Kız güldü, Mevlüt de.
Nur: “Keşke okusaydın, doktor olabilirdin, mühendis, mimar.”
“Tabi canım” dedi, ağlayacak gibi acıyla baktı, gülümsedi
memnuniyetle, gurur duydu kendiyle, “orası öyle, okulda hiç zorlanmadım,
dersler bana hep kolay geldi, sınavlara hiç çalışmadan iyi notlar aldım, o
aralar okuyarak bir yere geleceğimi sanıyordum, evde para sorunu vardı, çalışmasam
geçinemezdik, kardeşlerim küçüktü…Çok ilginç bir kızsın sen bence.”
“Neden?”
“Bunu anlatması uzun sürer, ilginç kız hemen kendini belli
eder. Benim sevgilim olsan iyi olurdu.”
Nur, güldü.
“Hiç sorun değil; kanka da olabiliriz, bu bana yeter.”

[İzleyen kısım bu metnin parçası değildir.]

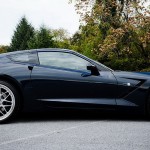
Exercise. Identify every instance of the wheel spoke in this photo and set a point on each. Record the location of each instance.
(1, 112)
(4, 109)
(6, 97)
(6, 101)
(6, 105)
(0, 93)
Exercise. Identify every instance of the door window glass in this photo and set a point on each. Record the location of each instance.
(63, 60)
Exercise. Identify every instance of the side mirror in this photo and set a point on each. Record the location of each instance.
(94, 70)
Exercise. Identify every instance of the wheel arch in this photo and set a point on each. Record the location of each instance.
(15, 84)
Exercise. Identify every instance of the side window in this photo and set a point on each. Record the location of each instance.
(22, 57)
(63, 60)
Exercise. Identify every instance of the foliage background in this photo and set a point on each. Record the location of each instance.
(113, 32)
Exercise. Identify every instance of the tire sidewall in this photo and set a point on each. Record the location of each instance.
(17, 101)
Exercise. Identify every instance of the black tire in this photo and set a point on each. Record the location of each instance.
(9, 102)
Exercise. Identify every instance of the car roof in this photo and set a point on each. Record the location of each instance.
(38, 50)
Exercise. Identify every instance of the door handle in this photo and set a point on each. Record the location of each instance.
(30, 68)
(85, 74)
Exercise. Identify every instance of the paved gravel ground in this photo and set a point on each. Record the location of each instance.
(75, 131)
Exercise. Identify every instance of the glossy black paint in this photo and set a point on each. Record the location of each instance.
(43, 87)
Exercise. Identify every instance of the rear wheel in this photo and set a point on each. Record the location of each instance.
(9, 101)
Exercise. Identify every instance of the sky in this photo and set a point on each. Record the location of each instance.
(51, 13)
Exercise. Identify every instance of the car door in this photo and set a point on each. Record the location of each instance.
(62, 80)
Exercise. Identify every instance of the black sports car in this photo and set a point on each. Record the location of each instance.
(59, 78)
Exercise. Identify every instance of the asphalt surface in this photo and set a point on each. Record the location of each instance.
(75, 131)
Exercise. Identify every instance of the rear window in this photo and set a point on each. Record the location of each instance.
(24, 58)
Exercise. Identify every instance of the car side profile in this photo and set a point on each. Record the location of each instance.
(42, 79)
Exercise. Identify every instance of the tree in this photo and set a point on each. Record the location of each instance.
(23, 33)
(3, 49)
(61, 38)
(122, 32)
(41, 39)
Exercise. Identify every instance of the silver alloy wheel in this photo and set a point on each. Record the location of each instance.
(7, 102)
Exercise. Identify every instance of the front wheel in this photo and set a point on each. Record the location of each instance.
(9, 101)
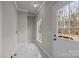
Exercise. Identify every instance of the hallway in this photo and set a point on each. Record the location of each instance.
(39, 29)
(27, 50)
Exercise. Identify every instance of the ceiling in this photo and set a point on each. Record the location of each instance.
(27, 6)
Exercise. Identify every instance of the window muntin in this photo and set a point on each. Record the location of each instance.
(68, 21)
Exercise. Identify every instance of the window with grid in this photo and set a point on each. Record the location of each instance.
(68, 21)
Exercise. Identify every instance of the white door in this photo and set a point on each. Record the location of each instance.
(66, 41)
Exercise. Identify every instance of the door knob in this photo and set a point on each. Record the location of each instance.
(54, 39)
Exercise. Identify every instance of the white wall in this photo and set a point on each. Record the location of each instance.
(9, 26)
(31, 28)
(0, 29)
(22, 27)
(46, 15)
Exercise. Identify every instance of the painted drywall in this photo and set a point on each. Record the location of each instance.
(31, 28)
(45, 14)
(9, 26)
(22, 27)
(0, 29)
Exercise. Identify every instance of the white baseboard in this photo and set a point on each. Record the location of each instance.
(49, 56)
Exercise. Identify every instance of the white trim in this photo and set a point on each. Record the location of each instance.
(49, 56)
(41, 5)
(15, 4)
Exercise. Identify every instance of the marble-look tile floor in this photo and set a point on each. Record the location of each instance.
(27, 50)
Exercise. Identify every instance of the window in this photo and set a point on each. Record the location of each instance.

“Bu ara bir gezginin kitabını okuyorum
“Hadi ya!” dedi, “senin kitap okuyabileceğini hiç düşünmedim.
“Seninle ilgili hayaller kurdum dün, anlatmamı ister
misin?”
“Cinsel mi?”
“Hayır.”
“Anlatma o zaman. Ben en çok cinsel şeyleri severim.” Güldü.
Mevlüt, şaşırdı.
Nur: “Şaka yaptım; anlat bakalım kurduğun hayalleri?”
“Seni beyaz bir atın üzerine binmiş elinde kılıçla hayal
ediyorum. Üstünde savaş elbiseleri var, üstüne yapışan, mayo gibi. Siyah. Sabah
saatleri. Evrenin sihirli mavisi
gözlerinde parlıyor. Cesaret dolusun. Ağzın aralık. Dişlerin
görünüyor. Dişlerin kaplan pençesi gibi. Çok kibar duruyorlar ağzında, inci
gibi. Ama birine saldırman gerekirse kocaman kaplan dişleri gibi oluyorlar.
Dişlerin güzel ruhların ışığı ya da kalbi gibi parlak, keskin ve beyaz.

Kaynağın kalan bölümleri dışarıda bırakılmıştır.